Serotonin Study Says 'Eat and Drink Well or Get Angry'

Stress and hunger have a huge influence on anger since the brain’s ability to regulate aggression relies heavily on serotonin levels, according to new research performed by University of Cambridge that was published in the journal of Biological Psychiatry.

Serotonin levels fluctuate when someone hasn’t eaten or is stressed. Decreasing serotonin levels has been linked to increasing aggression levels in the past but this is the first study that explains why some individuals are prone to have higher aggression than others. This is also the first study that shows how chemicals help regulate behavior.

Healthy volunteers participated in the study. Researchers manipulating their diets to alter serotonin levels. On the serotonin depletion day, they were given a mixture of amino acids that lacked tryptophan, the building block for serotonin. On the placebo day, they were given the same mixture but with a normal amount of tryptophan.

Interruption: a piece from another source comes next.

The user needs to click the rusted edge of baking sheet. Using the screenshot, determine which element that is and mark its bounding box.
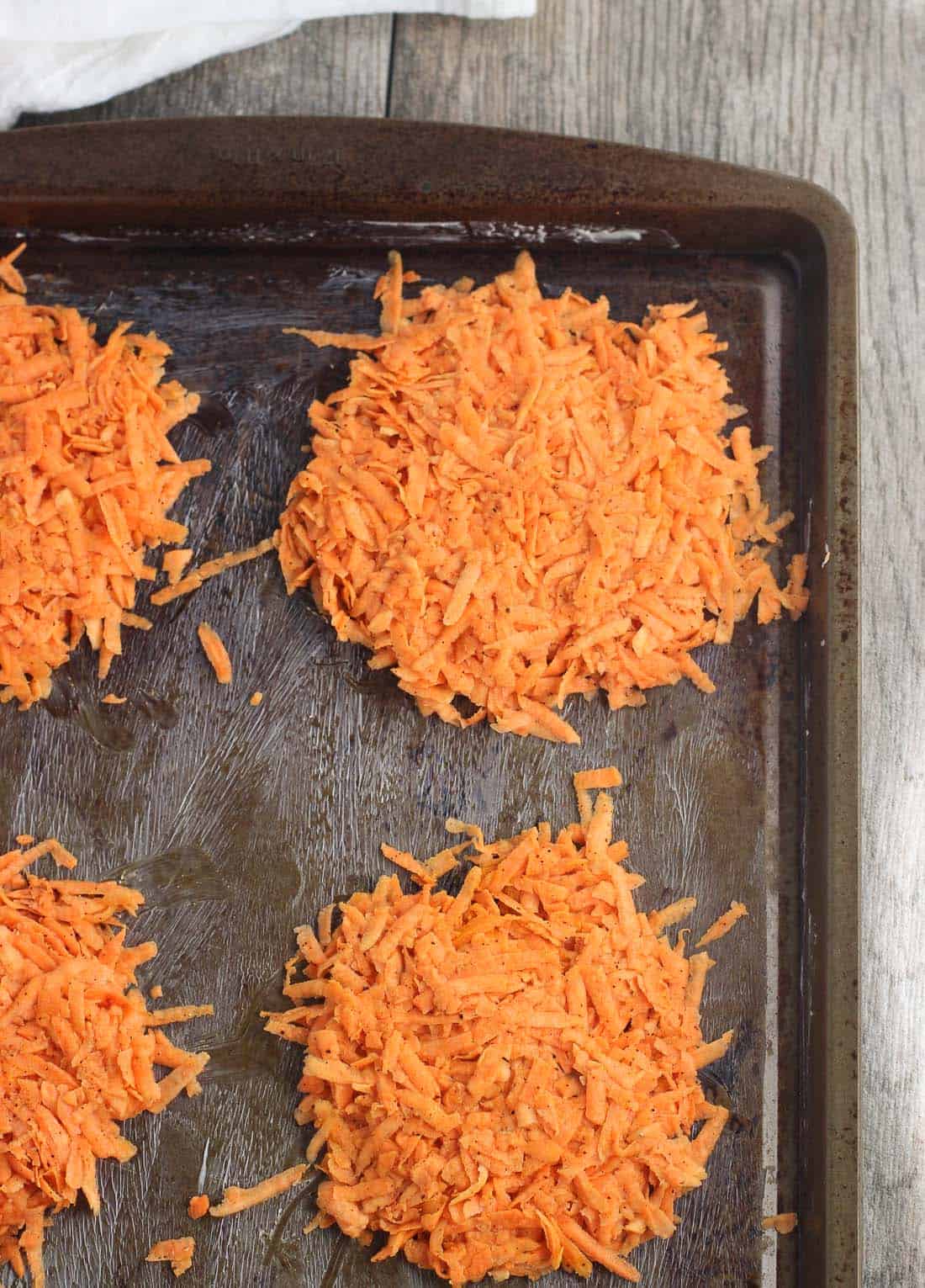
[0,117,860,1288]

Researcher Luca Passamonti said, "Although these results came from healthy volunteers they are also relevant for a broad range of psychiatric disorders.”

The researchers then scanned the volunteers' brains using functional magnetic resonance imaging (fMRI) as they viewed faces with angry, sad, and neutral expressions. They were able to measure how different brain regions reacted and communicated with one another when the volunteers saw angry faces, as opposed to sad or neutral faces.

The results showed that low brain serotonin made communications between specific brain regions of the emotional system of the brain -- a structure called the amygdala -- and the frontal lobes weaker compared to when serotonin levels are normal.

Passamonti, who worked on the research with colleagues at the Cognition and Brain Sciences Unit of the Medical Research Council in Cambridge said, "We are hopeful that our research will lead to improved diagnostics as well as better treatments for this and other conditions."